Here the panel is broken in the middle by a rocky gorge. On a ledge above the torrent sits a starving saint encouraged by the glowing figure of Inspiration bearing to him the crystal globe of Life. All the prophets and saints are symbolized in this figure. In a tiny circle, Adam and Eve are being driven from the garden. One interprets the small circle of our forefathers as the circumscription of the life of man."

Although not included in this image, Millier's description of the Wall of Religions continues: "A dark medieval serpent, with the body of a woman and the head of a Gorgon, offers the red apple of passion to divine Inspiration… The wall is terminated by a group wherein a Renaissance Madonna, of the utmost beauty and workmanship, partially hides the bronzed, agonized figure of a Byzantine Christ on the cross. About these figures angels and loves revolve. At the bottom is Mohammed, founder of the last powerful religion; and a savage who believes his spear has divine power because it will kill. Below him is a severed head, Intolerance, above him a modern church edifice, these two summing up the extremes of religious influence in the human breast."

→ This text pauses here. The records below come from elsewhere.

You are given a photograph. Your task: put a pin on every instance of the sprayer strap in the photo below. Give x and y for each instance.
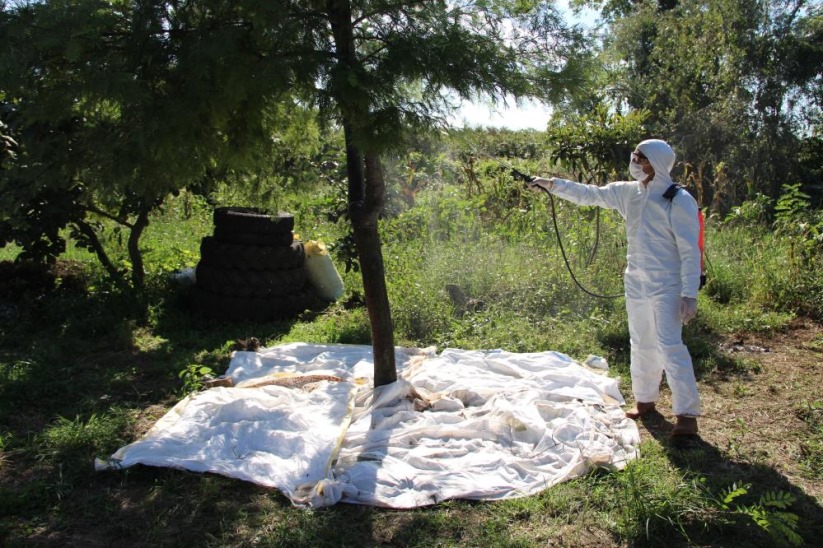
(672, 190)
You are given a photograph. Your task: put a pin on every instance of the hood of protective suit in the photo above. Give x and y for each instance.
(661, 157)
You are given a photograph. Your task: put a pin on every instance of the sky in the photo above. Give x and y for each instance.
(527, 115)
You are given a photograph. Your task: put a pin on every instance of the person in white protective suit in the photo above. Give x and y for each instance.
(661, 279)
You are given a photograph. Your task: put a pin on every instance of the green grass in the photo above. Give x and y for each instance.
(85, 368)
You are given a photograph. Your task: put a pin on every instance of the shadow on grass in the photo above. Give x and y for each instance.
(696, 457)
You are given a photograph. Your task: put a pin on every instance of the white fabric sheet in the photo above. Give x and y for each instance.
(477, 425)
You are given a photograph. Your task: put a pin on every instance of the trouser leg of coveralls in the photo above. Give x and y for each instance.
(646, 368)
(656, 341)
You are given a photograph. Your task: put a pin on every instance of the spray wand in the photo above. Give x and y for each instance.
(529, 180)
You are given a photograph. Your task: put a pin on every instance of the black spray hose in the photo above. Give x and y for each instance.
(528, 180)
(566, 260)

In this section of the Wall of Religions, Ballin painted his figures on multiple planes and surfaces to give the panel depth, making it look much like a film set, complete with small stages made of rocks at various heights and depths to break up the action in the shot. He used costumes to indicate the identities of his allegorical figures, including Mercury's recognizable winged hat, and staged two scenes to illustrate his story. These scenes were then stitched together with others to create a montage sequence, "rhythmically bound together in colors which are warm and glowing," as a reviewer described in Arts and Decoration.1


Image appears in the Hugo Ballin Papers (collection #407), Charles Young Library, Department of Special Collections, University of California Los Angeles, Box 15, Folder 4.

Mural caption from Arthur Millier's review of the murals, “The Ballin Murals in Los Angeles,” California Southland (1927)

1. Quotation from Arts and Decoration vol. 22 August (1928) p. 39.